みなさんは、日本の主要マスメディアが報道しようとしない、海外で起きていることを知らなければならない。日本でも同じことが仕組まれつつあるとの危機感があるからだ。
批判したWPは、「オピニオン」という形で、英国の出版社『UnHerd』編集長フレディ・セイヤーズが書いた、「「ディスインフォメーションとの闘い」はいかにして政治的検閲に変わるのか?」という記事を公表している(こうした意見を載せるだけ、WPは立派だ。朝日新聞は2014年の段階で私の意見を掲載しようともしなかったという事実がある。不都合な情報は「封じ込める」というやり方がずっと前からとりつづけられてきたのだ)。
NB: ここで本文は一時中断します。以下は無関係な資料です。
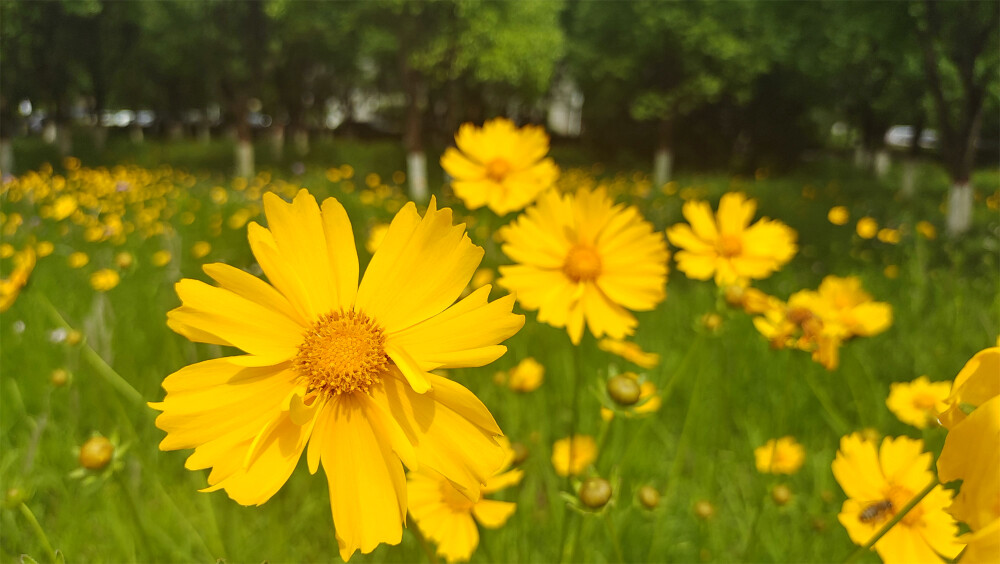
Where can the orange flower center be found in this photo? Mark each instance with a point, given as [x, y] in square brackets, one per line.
[582, 263]
[729, 245]
[343, 352]
[497, 169]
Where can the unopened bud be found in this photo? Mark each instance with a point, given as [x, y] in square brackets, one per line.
[649, 497]
[96, 453]
[781, 494]
[624, 390]
[595, 492]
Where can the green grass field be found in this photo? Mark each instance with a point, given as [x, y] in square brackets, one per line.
[724, 392]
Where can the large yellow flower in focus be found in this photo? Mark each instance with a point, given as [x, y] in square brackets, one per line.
[499, 166]
[726, 246]
[583, 259]
[971, 451]
[447, 517]
[341, 367]
[880, 484]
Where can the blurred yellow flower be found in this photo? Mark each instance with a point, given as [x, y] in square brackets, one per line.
[781, 456]
[571, 456]
[499, 166]
[104, 279]
[726, 246]
[375, 236]
[887, 235]
[879, 484]
[630, 352]
[584, 260]
[201, 249]
[78, 259]
[10, 287]
[160, 258]
[927, 229]
[340, 366]
[918, 402]
[448, 518]
[867, 227]
[527, 376]
[838, 215]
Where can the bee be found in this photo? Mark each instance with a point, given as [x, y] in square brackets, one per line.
[875, 511]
米国務省や英国、ドイツ、欧州連合(EU)政府から資金提供を受けている「グローバル・ディスインフォメーション・インデックス」(GDI)なる組織およびその指標についてUnHerdが調査した結果が語られている。その結果、GDIが、きわめて恣意的な根拠に基づいてニュース出版物のブラックリストを作成し、それをオンライン広告取引所が参照し、広告収入の停止を正当化するために利用していることが明らかになったというのである。GDIは間接的に政府の意向のもとに検閲を行い、それを、情報発信者への圧力になるように「広告収入減の脅し」に活用しているというのだ。
基礎知識
この状況を理解するには、基礎知識が必要になる。「ディスインフォメーション産業の内幕:政府系機関がジャーナリズムを検閲している」という別のセイヤーズの記事をもとに説明してみよう。
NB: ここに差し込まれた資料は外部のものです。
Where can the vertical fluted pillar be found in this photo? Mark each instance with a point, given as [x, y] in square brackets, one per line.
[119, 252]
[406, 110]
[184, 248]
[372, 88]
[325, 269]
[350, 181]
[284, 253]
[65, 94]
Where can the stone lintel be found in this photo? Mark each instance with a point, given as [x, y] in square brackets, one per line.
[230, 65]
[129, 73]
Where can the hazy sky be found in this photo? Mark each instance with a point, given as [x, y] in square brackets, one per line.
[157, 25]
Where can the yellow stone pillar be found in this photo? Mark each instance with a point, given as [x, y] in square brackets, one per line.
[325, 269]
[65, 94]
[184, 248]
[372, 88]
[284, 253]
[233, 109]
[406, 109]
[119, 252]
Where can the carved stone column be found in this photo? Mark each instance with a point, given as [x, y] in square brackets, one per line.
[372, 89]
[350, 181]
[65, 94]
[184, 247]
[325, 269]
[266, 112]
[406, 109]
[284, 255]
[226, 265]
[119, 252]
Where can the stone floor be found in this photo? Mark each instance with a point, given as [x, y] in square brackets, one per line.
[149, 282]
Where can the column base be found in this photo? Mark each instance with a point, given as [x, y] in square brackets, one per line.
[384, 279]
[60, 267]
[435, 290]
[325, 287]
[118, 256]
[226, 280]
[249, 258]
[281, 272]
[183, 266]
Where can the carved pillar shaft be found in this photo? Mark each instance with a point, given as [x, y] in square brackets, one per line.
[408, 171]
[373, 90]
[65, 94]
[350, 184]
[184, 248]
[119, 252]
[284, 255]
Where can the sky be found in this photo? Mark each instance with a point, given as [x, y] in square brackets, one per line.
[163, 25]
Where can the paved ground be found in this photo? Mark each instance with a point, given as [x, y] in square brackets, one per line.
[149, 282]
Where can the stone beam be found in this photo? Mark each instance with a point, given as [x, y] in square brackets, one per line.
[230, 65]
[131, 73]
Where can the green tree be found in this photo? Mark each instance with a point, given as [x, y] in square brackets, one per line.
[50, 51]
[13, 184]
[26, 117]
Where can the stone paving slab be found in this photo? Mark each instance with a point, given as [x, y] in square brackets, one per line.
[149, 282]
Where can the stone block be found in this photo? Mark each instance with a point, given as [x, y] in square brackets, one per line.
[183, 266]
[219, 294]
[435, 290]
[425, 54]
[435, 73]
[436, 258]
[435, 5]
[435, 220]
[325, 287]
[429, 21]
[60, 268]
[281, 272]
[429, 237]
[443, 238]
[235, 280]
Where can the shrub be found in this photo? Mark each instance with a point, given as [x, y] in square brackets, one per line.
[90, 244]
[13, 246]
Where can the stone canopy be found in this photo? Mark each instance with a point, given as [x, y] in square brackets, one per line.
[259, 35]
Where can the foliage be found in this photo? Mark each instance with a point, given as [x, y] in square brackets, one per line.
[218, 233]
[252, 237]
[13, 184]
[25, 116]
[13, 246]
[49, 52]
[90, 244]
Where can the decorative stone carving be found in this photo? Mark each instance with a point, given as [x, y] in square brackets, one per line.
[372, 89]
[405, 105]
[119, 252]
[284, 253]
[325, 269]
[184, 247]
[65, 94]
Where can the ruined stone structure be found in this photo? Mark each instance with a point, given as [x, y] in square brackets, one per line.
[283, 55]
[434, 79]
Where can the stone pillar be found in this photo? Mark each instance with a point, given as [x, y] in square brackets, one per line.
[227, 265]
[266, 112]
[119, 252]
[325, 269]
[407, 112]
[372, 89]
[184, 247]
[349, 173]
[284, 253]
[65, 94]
ロシアによるディスインフォメーション工作が2016年11月の大統領選でのドナルド・トランプの勝利につながったのではないかという騒ぎから、欧米諸国では、ディスインフォメーション対策が問題化した。想定されるディスインフォメーション工作に対応するため、企業、テクノロジー企業、政府のすべてが、何らかの形で行動を起こしていることを示す必要が生まれる。その結果、新興企業や非営利団体がディスインフォメーションの検知に特化していると主張する市場が生まれるまでになる。
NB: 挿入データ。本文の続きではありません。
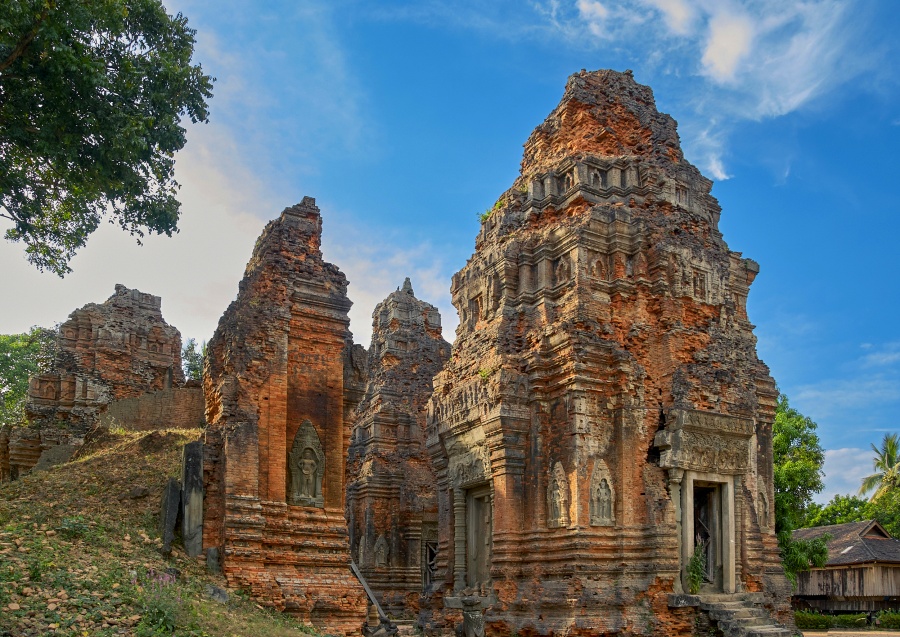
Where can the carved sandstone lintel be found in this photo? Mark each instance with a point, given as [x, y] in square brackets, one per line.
[705, 441]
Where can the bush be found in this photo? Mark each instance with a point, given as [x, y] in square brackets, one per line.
[856, 620]
[888, 619]
[807, 620]
[73, 527]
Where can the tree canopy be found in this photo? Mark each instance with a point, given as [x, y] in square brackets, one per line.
[92, 95]
[887, 468]
[798, 458]
[21, 356]
[192, 357]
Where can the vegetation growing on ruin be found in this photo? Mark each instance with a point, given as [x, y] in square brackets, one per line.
[487, 213]
[94, 95]
[696, 569]
[798, 458]
[192, 356]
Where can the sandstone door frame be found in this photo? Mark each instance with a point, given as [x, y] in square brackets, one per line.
[724, 484]
[479, 529]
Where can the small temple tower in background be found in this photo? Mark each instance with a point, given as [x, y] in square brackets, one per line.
[282, 381]
[391, 496]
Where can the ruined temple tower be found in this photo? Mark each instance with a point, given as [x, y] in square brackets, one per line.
[282, 381]
[391, 499]
[604, 409]
[121, 348]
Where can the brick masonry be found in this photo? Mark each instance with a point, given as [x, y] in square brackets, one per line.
[282, 380]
簡単にいえば、あらゆる種類の「ファクトチェック」サービスを提供すると称して、ディスインフォメーションの検知を材料に、既存のマスメディアを含む情報発信企業を格付けし、そうしたメディアを通じて広告を出そうとする企業に注意喚起することでカネをもらう仕組みが生まれるようになる。その代表格がGDIやNewsguardだ。
ビジネスを営むGDI
GDIは2018年に英国で設立された。問題のある「パブリシャー」(情報発信業者)から資金を奪うことで、オンライン・ディスインフォメーションのビジネスモデルを破壊することを目的としている。投資家ジョージ・ソロスのオープン・ソサエティ財団と並んで、GDIは英国政府(外務・英連邦・開発省経由)、欧州連合(EU)、ドイツ外務省、そして米国務省が創設し資金を提供したDisinfo Cloudと呼ばれる組織から資金を受けている。
GDIの二人の創設者の一人は、クレア・メルフォードであり、彼女は「アメリカの諜報機関で」働いていたダニエル・ロジャースとともにGDIを設立する。非営利団体だが、それは、すべての収入がディスインフォメーションを撲滅するという使命のために再投資されるというだけの話であり、日常の活動を通じて、高収入や好待遇を受け取る可能性が否定されているわけではない。その証拠に、GDIのサイトの最初の一文は、“Disinformation has become a business”からはじまっている。
セイヤーズによれば、2018年に設立された当初、彼らはウェブサイトでディスインフォメーションを「欺くために意図的に作られた偽のコンテンツ」と定義した。これは、私が通常使っている「意図的で不正確な情報」という定義に近い。セイヤーズは、「この厳格なパラメーターの範囲内であれば、専門のファクトチェッカーが最も悪質な違反者を特定し、それを通報することが有用にみえたかもしれない」と指摘している。
しかし、GDIはそれ以来、定義を広げることでおかしくなったというのがセイヤーズの主張である。事実としては正しいかもしれないが、個人、組織、あるいは「科学」を攻撃することで、人々を対立させるような情報もディスインフォメーションに含めることで、ビジネス展開を拡大するようになったという。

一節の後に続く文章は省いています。